Bushs Reise zur Eröffnung der Olympischen Spiele markiert eine Richtungsänderung seiner Außenpolitik

Als George W. Bush 2001 ins Weiße Haus einzog, nannte er China einen „strategischen Rivalen“ und zählte das von Peking protegierte Nordkorea zur „Achse des Bösen“. Nun reist er zur Eröffnung der Olympischen Spiele nach Peking, weil es, wie er im Interview mit der „Washington Post“ sagt, „wichtig ist, China einzubeziehen“. Er ist der erste US-Präsident, der Olympische Spiele außerhalb der USA besucht. Er tut dies trotz Kritik von Menschenrechtsgruppen und Abgeordneten, vor allem der Demokraten, die einen härteren Kurs fordern. Bushs Annäherungskurs ist nicht populär. Im Wahlkampf der Kandidaten für den Kongress und das Weiße Haus dient China als Sündenbock für die Wirtschaftsprobleme und das Handelsdefizit der USA. Die Chinapolitik ist ein herausragendes Beispiel für Bushs Wandel vom Falken zum Diplomaten zwischen dem Beginn und dem Ausklang seiner acht Jahre als Präsident.

Das Interview belegt: Es war eine bewusste Entscheidung in der Einsicht, dass die USA ihre Interessen besser durch Kooperation mit der aufsteigenden Supermacht als durch Konfrontation erreichen.
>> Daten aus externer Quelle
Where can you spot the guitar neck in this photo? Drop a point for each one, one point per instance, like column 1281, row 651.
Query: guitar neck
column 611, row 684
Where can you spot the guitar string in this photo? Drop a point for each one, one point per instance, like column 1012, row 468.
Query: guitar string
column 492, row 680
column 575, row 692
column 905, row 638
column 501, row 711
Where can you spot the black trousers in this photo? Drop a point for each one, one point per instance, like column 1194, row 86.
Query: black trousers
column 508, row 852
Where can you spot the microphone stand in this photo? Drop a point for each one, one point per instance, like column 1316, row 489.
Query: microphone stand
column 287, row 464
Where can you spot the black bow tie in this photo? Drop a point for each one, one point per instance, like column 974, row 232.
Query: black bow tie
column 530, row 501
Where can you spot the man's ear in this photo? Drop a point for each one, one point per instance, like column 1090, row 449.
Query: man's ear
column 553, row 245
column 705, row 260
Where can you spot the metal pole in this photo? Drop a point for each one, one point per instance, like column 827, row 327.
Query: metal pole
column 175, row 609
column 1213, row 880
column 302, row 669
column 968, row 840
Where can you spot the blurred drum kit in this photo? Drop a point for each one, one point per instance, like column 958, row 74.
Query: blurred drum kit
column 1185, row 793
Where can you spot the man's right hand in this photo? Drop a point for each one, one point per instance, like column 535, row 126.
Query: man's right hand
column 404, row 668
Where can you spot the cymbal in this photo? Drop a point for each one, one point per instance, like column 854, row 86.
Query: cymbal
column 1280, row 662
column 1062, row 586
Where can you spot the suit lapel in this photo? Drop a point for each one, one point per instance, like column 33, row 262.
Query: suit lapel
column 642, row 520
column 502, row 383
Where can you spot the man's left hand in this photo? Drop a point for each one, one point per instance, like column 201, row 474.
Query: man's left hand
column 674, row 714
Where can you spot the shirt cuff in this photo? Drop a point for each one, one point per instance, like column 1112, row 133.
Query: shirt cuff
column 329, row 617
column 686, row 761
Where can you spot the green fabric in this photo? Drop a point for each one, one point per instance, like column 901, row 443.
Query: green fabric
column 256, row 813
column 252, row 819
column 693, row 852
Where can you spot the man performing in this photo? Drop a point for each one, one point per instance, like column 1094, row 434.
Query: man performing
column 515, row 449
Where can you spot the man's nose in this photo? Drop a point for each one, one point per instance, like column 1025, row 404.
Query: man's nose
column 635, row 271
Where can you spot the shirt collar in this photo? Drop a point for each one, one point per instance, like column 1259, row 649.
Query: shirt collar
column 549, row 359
Er fahre zur Eröffnung der Olympischen Spiele, „weil ich dem chinesischen Volk meinen Respekt zeigen möchte; dies ist stolzer Moment für China“, sagt Bush. Das Abkommen mit Nordkorea über nukleare Abrüstung wäre ohne Pekings Hilfe nicht zustande gekommen, analysiert die „Washington Post“. Auch die Iranpolitik und die Lage im Irak wären ohne Chinas Stillhalten in den UN und anderen Gremien noch schwieriger. Peking hat zudem seine Währung aufgewertet, wie von den USA gefordert.

Bushs Amtszeit hatte mit einem ernsten Konflikt begonnen. Im April 2001 streifte ein chinesischer Jagdflieger ein Aufklärungsflugzeug der US-Navy, es musste notlanden. Nach US-Angaben geschah das im internationalen Luftraum vor Chinas Küste, laut Peking im chinesischen Luftraum. China hielt Flugzeug und Besatzung tagelang fest. „Unsere Lehre war: Wir brauchen schnellere Kommunikation mit einer so großen und wichtigen Nation wie China“, sagt Bush nun. Nach dem Terroranschlag vom September 2001 waren die USA erst recht auf internationale Kooperation angewiesen.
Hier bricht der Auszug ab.